Galápagos es uno de los lugares más bonitos que he visto nunca, y eso que mi profesión me ha llevado a viajar por todo el planeta.
Cuando uno viaja a la naturaleza en estado puro suele tener la sensación de estar en otro planeta. Eso es lo que me ha sucedido en Galápagos, y pienso: qué pena. No reconocemos nuestro propio planeta en su versión más virgen porque estamos acostumbrados a ver y convivir con lo que hemos hecho de él. Es como si nos hubiéramos convertido en una plaga que se destruye a sí misma, un sinsentido.

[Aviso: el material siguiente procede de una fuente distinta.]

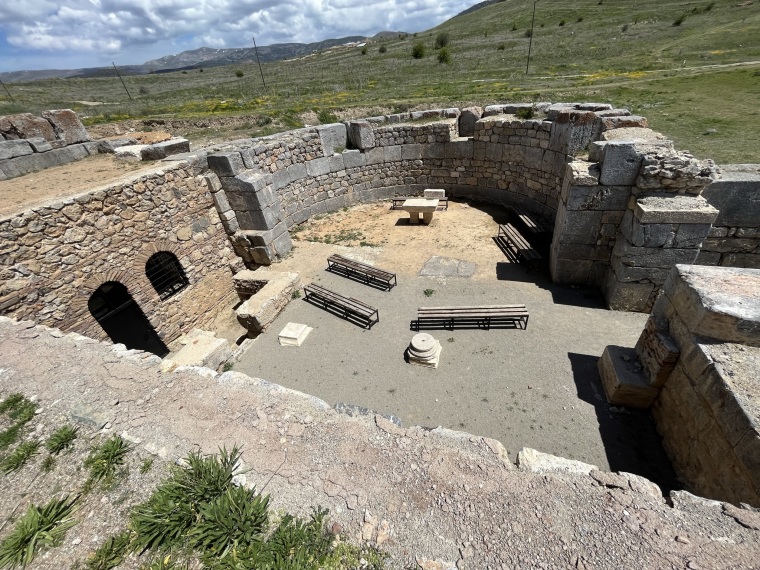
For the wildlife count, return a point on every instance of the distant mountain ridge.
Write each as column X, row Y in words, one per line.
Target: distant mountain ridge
column 201, row 57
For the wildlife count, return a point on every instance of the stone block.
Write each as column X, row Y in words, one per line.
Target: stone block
column 67, row 126
column 14, row 148
column 717, row 302
column 623, row 378
column 226, row 163
column 27, row 126
column 604, row 198
column 258, row 312
column 467, row 120
column 39, row 144
column 354, row 159
column 318, row 167
column 657, row 352
column 666, row 258
column 361, row 135
column 620, row 163
column 676, row 209
column 159, row 151
column 691, row 235
column 621, row 296
column 334, row 138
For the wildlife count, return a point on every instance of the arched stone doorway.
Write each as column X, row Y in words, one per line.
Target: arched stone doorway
column 123, row 320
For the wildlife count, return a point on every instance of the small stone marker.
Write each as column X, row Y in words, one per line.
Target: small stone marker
column 294, row 334
column 424, row 350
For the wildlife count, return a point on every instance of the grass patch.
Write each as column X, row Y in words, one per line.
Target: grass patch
column 105, row 459
column 20, row 456
column 62, row 439
column 39, row 528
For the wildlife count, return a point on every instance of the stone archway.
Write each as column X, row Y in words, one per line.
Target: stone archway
column 121, row 318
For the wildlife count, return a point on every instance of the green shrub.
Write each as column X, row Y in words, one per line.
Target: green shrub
column 40, row 527
column 62, row 439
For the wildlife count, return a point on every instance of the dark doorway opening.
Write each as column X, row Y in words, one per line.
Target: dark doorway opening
column 123, row 320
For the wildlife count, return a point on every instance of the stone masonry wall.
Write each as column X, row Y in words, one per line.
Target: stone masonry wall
column 29, row 143
column 53, row 258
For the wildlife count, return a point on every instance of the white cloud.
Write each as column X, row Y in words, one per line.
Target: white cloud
column 101, row 29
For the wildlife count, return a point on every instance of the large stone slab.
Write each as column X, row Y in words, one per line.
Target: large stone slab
column 717, row 302
column 624, row 379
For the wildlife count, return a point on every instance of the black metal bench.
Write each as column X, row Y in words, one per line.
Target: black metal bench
column 346, row 307
column 361, row 272
column 481, row 317
column 529, row 221
column 398, row 202
column 511, row 242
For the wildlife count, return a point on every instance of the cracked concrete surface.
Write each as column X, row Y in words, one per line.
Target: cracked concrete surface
column 437, row 497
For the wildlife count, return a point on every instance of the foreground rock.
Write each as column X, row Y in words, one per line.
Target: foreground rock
column 436, row 498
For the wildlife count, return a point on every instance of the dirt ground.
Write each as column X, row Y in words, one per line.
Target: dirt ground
column 537, row 387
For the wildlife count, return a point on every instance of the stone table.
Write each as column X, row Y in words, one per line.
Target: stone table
column 417, row 206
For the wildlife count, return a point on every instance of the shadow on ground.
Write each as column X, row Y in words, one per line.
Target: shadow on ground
column 630, row 438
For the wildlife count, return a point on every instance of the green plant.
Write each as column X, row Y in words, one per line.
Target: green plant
column 106, row 458
column 19, row 457
column 61, row 439
column 147, row 463
column 40, row 527
column 111, row 553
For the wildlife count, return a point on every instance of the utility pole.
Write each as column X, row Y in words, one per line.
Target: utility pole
column 8, row 92
column 530, row 42
column 122, row 81
column 256, row 50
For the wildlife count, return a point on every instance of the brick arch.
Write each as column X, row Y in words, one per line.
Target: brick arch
column 78, row 315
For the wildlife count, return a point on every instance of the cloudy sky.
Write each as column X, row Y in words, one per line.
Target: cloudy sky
column 64, row 34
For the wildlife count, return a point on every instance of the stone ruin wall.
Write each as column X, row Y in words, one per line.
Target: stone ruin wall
column 53, row 258
column 605, row 233
column 696, row 365
column 29, row 143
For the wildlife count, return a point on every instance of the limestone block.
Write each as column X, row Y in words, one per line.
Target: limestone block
column 354, row 159
column 334, row 137
column 666, row 258
column 537, row 462
column 202, row 348
column 467, row 120
column 736, row 194
column 623, row 378
column 28, row 126
column 717, row 302
column 676, row 209
column 361, row 135
column 604, row 198
column 622, row 296
column 67, row 126
column 657, row 352
column 226, row 163
column 39, row 144
column 14, row 148
column 620, row 163
column 258, row 312
column 159, row 151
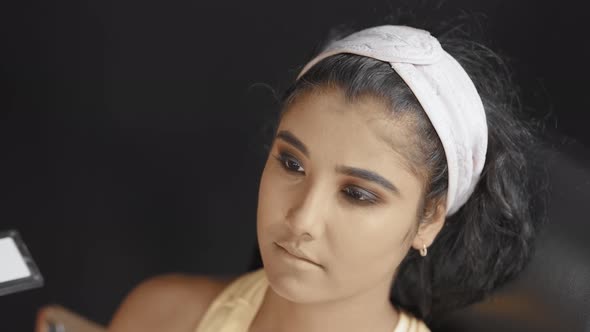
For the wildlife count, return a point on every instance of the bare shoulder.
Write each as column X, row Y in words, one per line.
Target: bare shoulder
column 172, row 302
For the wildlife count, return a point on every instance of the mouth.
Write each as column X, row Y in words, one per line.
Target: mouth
column 295, row 252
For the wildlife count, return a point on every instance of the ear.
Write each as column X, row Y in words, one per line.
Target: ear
column 430, row 225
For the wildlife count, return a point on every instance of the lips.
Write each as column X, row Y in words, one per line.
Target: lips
column 296, row 252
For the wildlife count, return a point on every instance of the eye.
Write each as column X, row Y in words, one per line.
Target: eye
column 359, row 195
column 290, row 163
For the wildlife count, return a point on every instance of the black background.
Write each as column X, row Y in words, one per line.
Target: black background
column 131, row 132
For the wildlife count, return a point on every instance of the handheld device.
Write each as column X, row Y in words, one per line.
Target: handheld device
column 18, row 270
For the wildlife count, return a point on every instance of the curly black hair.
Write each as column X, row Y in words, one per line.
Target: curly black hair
column 489, row 240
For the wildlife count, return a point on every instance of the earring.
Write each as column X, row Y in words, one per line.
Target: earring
column 423, row 251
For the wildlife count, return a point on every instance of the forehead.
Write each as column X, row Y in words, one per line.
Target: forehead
column 364, row 127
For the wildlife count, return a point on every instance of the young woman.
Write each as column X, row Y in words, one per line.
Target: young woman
column 398, row 187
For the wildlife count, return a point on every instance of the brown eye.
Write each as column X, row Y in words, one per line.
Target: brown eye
column 360, row 195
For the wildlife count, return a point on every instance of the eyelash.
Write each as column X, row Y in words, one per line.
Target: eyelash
column 367, row 197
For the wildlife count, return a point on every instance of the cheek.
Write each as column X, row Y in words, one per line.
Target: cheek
column 372, row 244
column 271, row 200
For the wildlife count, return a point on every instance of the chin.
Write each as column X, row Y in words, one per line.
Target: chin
column 293, row 288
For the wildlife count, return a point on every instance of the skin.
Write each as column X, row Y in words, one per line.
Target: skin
column 350, row 232
column 314, row 201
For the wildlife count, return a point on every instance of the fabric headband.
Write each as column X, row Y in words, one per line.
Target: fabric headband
column 442, row 87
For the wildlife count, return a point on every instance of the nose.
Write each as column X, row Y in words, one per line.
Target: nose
column 307, row 216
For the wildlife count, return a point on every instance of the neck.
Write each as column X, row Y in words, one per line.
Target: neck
column 366, row 311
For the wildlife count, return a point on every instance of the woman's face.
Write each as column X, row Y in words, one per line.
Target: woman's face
column 337, row 201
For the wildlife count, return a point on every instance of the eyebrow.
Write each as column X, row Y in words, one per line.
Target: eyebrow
column 360, row 173
column 369, row 176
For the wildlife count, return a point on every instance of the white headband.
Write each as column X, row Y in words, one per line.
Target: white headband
column 442, row 87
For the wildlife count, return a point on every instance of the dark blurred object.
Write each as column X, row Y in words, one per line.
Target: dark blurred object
column 55, row 318
column 553, row 293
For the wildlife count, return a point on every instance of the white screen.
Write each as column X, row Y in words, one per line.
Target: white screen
column 12, row 264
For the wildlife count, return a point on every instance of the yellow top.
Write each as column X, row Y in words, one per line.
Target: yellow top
column 235, row 308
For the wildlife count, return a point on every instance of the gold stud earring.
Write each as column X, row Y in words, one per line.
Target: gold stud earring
column 423, row 251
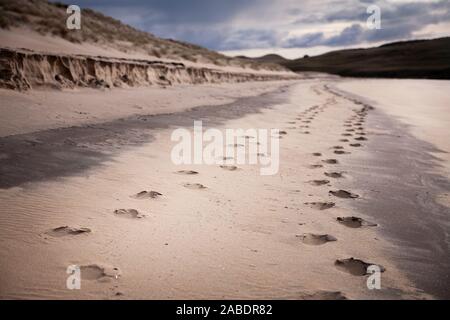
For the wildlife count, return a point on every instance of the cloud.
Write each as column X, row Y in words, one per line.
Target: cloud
column 248, row 24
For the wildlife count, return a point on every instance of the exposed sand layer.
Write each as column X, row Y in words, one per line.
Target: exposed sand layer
column 38, row 110
column 160, row 230
column 23, row 69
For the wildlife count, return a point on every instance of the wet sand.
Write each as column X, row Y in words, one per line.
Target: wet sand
column 241, row 235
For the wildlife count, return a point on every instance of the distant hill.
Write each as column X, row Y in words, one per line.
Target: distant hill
column 406, row 59
column 48, row 18
column 268, row 58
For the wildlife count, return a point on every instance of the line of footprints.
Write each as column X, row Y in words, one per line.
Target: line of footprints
column 353, row 134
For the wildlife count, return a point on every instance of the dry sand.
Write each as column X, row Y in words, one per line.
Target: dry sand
column 242, row 236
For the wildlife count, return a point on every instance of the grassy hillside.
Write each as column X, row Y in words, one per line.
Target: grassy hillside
column 50, row 18
column 408, row 59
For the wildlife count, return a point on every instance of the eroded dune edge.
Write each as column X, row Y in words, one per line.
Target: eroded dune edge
column 25, row 69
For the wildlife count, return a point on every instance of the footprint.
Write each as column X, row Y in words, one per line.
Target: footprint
column 129, row 213
column 319, row 182
column 229, row 168
column 355, row 222
column 321, row 205
column 187, row 172
column 340, row 152
column 194, row 186
column 354, row 266
column 324, row 295
column 147, row 194
column 99, row 272
column 343, row 194
column 315, row 239
column 330, row 161
column 67, row 231
column 334, row 174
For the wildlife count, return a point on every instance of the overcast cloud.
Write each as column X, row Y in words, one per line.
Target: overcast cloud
column 283, row 26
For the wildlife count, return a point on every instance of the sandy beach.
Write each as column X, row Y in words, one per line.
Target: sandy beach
column 214, row 232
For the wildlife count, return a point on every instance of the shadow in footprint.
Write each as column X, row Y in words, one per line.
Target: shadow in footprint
column 129, row 213
column 319, row 182
column 343, row 194
column 147, row 195
column 355, row 222
column 354, row 266
column 334, row 174
column 341, row 152
column 315, row 239
column 67, row 231
column 330, row 161
column 194, row 186
column 99, row 272
column 320, row 205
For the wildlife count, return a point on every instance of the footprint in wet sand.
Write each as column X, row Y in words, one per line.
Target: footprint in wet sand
column 341, row 152
column 343, row 194
column 319, row 182
column 354, row 266
column 229, row 168
column 194, row 186
column 147, row 195
column 187, row 172
column 129, row 213
column 67, row 231
column 334, row 174
column 330, row 161
column 315, row 239
column 321, row 205
column 99, row 272
column 355, row 222
column 324, row 295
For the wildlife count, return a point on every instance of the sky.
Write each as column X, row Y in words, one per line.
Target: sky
column 291, row 28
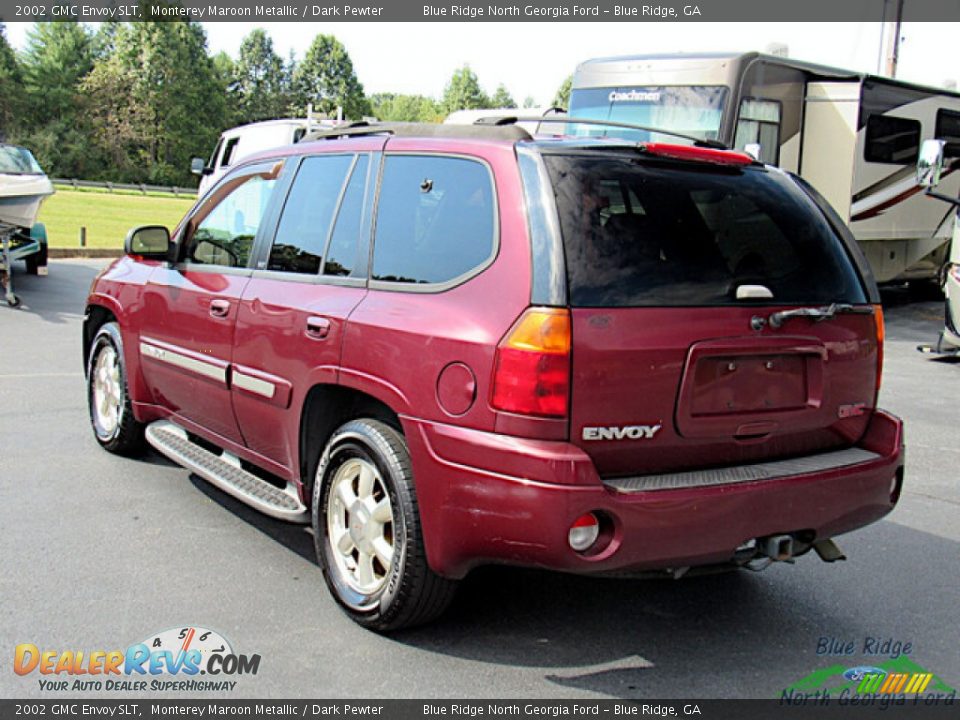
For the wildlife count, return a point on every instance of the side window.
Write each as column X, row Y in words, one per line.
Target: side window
column 225, row 233
column 948, row 128
column 344, row 245
column 229, row 151
column 308, row 213
column 891, row 140
column 435, row 219
column 759, row 122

El respeto por la naturaleza que se respira en Galápagos es impresionante. Las islas son parque nacional y Patrimonio Natural de la Humanidad, por eso las visitas y el tráfico marítimo están muy restringidos y debe acompañarte un guía en todo momento. El aviso nada más llegar es muy claro: la experiencia como turista es de observador (o, yo diría, de admirador), no puedes tocar ningún animal y debes mantener una distancia mínima de 2m con ellos para no alterar su ecosistema.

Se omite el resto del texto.